In Katz and Mazur's book "Arithmetic Moduli of Elliptic Curves" (available here), the following statement is made about full set of sections and fibered product (Lemma 1.8.5, page 35).
Let $Z_1/S$ and $Z_2/S$ be two non-empty finite flat $S$-schemes of finite presentation and ranks $N_1$, $N_2$ respectively. Let $$P_1^{(1)},\ldots ,P_{N_1}^{(1)}\in Z_1(S)$$ $$P_1^{(2)},\ldots ,P_{N_2}^{(2)}\in Z_2(S)$$ be given sequences of $N_i$ points in $Z_i(S)$ for $i=1,2$. Suppose that $Z_1/S$ is finite étale. Then the following conditions are equivalent:
1. For $i=1,2$, the $N_i$ points $P_1^{(i)},\ldots ,P_{N_2}^{(i)}$ in $Z_i(S)$ form a full set of sections of $Z_i(S)$.
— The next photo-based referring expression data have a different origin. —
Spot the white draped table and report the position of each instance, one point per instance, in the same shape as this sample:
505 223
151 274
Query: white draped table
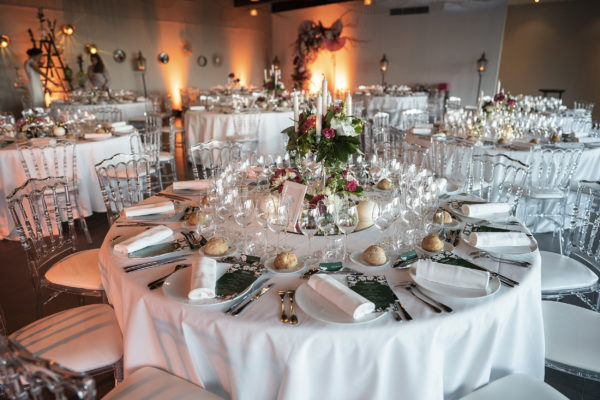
129 111
89 153
203 126
255 356
393 105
2. The $N_1N_2$ $S$-valued points $P_j^{(1)}\times P_k^{(2)}$ of $Z_1\times _S Z_2$ form of full set of sections of $Z_1\times _S Z_2$.
(For the definition of a full set of sections, please look at the book or read this related question).
After the proof of this statement, it is stated that if we drop the hypothesis that $Z_1$ is étale over $S$, then we only have $1. \Rightarrow 2.$
I have been trying to find a counterexample to disprove $2. \Rightarrow 1.$, but I have been unable to find one. I tried to look at cases where $S=\operatorname{Spec}(k)$ is the spectrum of a field, and $Z_1$, $Z_2$ the spectra of non-reduced $k$-algebras (so that they are not étale), such as $k[\epsilon]/(\epsilon^2)$, but I couldn't find anything satisfying. Sadly, my intuition about étaleness is not developped enough to have a feeling of what could work here.
Would someone here please be able to provide an example?
I thank you very much for your help.
I noticed later that in fact, two examples are given in (1.11.4) and (1.11.5), pages 52-55 in the book. I am going to write the second one down as an answer to my own question.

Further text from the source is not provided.